OBJECTIVE: Historically, standard of care for early-stage NSCLC was complete surgical resection, with adjuvant chemotherapy in resected stage II/III and select stage IB NSCLC. However, recurrence rates remained high, increasing with disease stage. Osimertinib, an epidermal growth factor receptor-tyrosine kinase inhibitor (EGFR-TKI), is approved as adjuvant therapy in pts with resected stage IB–IIIA EGFR mutated (EGFRm) NSCLC, having shown statistically significant and clinically meaningful disease-free survival (DFS) benefit in the Phase III ADAURA trial. Understanding real-world clinical outcomes in early-stage NSCLC will highlight the unmet needs in this population. We report interim results from a global non-interventional retrospective study of pts with resectable NSCLC using clinical data from medical records.
METHODS: Eligible pts (≥18 yrs) diagnosed with stage IA–IIIA NSCLC between Jan 1, 2014 and Dec 31, 2017 were followed to Dec 31, 2020. All pts had undergone complete resection and had EGFR test results available. Primary outcomes included EGFRm frequency, treatment patterns (including surgical type) and overall survival; DFS was an exploratory endpoint estimated by Kaplan-Meier at predefined landmark timepoints.
RESULTS: Of 463 pts from 6 countries (31% from Taiwan, 21% Canada, 17% US, 13% Austria, 10% South Korea, 9% France), median age was 66 yrs (range: 33–86); 427 pts (92%) had adenocarcinoma histology; 172 (37%) had stage IA NSCLC at initial diagnosis and 291 (63%) had stage IB–IIIA (22% IB, 13% IIA, 10% IIB, 18% IIIA). 213/463 pts (46%) were EGFRm of whom 99/213 (46%) were from Taiwan, 44 (21%) South Korea, 29 (14%) Austria, 18 (8%) Canada, 14 (7%) US, and 9 (4%) France. Stage at diagnosis (IA/IB/IIA/IIB/IIIA) for EGFRm and EGFRwt pts was 35/29/12/6/18% and 39/16/14/14/18%, respectively. Of first resections with margin status specified (n=342), 326 (95%) had R0 status. 49/463 pts (11%) had ≥2 resections; median time from diagnosis to first surgical resection was 0.6 (IQR 0.1–1.5) mo. Overall, lobectomy was the most common first resection procedure (video-assisted thoracoscopic surgery lobectomy, 244/463 [53%] and thoracotomy lobectomy, 144 [31%]); 62 (13%) had non-anatomical wedge resection, and surgical procedures by disease stage at diagnosis and country will be presented. In pts with EGFRm and EGFRwt NSCLC, 84/213 (39%) and 83/250 (33%), respectively, received neoadjuvant and/or adjuvant therapy, the majority of whom (156/167 pts [93%]) had stage IB–IIIA NSCLC. 106/156 pts (68%) had disease recurrence or death from time of surgery with similar proportions in pts with EGFRm (70%) and EGFRwt (66%) NSCLC. Sites of recurrence were also similar, most commonly lung and brain. Landmark DFS probabilities in EGFRm/EGFRwt groups were 72/77% at 12 mo and 29/32% at 60 mo, respectively.

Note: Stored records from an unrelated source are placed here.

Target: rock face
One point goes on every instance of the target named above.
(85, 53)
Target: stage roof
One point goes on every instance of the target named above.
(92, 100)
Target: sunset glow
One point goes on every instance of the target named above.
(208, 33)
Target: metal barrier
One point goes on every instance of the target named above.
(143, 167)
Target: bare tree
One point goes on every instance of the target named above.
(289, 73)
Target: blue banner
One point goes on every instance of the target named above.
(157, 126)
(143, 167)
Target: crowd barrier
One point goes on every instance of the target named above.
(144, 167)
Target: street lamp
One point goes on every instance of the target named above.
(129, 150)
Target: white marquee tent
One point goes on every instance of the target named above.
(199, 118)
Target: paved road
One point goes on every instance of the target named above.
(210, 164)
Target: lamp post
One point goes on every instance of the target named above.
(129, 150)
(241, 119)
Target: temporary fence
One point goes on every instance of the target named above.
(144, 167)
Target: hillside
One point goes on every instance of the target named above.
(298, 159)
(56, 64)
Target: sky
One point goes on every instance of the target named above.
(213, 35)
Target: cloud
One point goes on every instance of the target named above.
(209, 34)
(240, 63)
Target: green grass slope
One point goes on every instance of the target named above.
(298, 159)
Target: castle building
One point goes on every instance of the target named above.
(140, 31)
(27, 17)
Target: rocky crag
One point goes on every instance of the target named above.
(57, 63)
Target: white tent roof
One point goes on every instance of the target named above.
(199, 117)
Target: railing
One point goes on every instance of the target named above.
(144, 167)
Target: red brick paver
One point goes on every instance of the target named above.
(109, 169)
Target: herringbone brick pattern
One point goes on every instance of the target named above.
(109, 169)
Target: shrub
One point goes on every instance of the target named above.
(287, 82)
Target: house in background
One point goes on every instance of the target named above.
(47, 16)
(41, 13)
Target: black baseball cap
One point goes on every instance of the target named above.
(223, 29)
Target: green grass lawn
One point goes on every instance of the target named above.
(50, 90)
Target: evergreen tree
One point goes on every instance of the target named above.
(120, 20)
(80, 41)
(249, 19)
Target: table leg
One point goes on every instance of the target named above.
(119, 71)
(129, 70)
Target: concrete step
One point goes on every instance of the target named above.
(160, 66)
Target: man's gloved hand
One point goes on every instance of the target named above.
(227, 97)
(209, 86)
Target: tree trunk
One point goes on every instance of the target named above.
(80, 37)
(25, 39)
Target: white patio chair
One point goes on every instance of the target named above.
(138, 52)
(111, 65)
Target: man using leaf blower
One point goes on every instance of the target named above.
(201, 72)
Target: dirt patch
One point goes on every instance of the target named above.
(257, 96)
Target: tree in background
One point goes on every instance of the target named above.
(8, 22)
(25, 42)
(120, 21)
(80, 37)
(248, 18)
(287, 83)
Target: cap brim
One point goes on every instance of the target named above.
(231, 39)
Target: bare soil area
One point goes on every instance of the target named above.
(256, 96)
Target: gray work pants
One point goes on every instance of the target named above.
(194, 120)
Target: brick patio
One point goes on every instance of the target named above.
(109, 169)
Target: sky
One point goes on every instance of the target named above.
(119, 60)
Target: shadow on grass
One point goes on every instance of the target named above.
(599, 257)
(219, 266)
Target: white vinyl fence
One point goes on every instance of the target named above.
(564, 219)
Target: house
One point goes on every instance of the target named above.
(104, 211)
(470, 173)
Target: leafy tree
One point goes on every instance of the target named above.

CONCLUSION: In this real-world global study of surgically resected stage IA–IIIA NSCLC in pts who received an EGFR test, nearly half of the study cohort had EGFRm NSCLC, of whom 67% were treated in Taiwan/South Korea. Most resections had R0 margin status. DFS outcomes in pts with stage IB–IIIA NSCLC despite receiving (neo)adjuvant therapy reinforces the need for early diagnosis and EGFR testing to inform optimal treatment.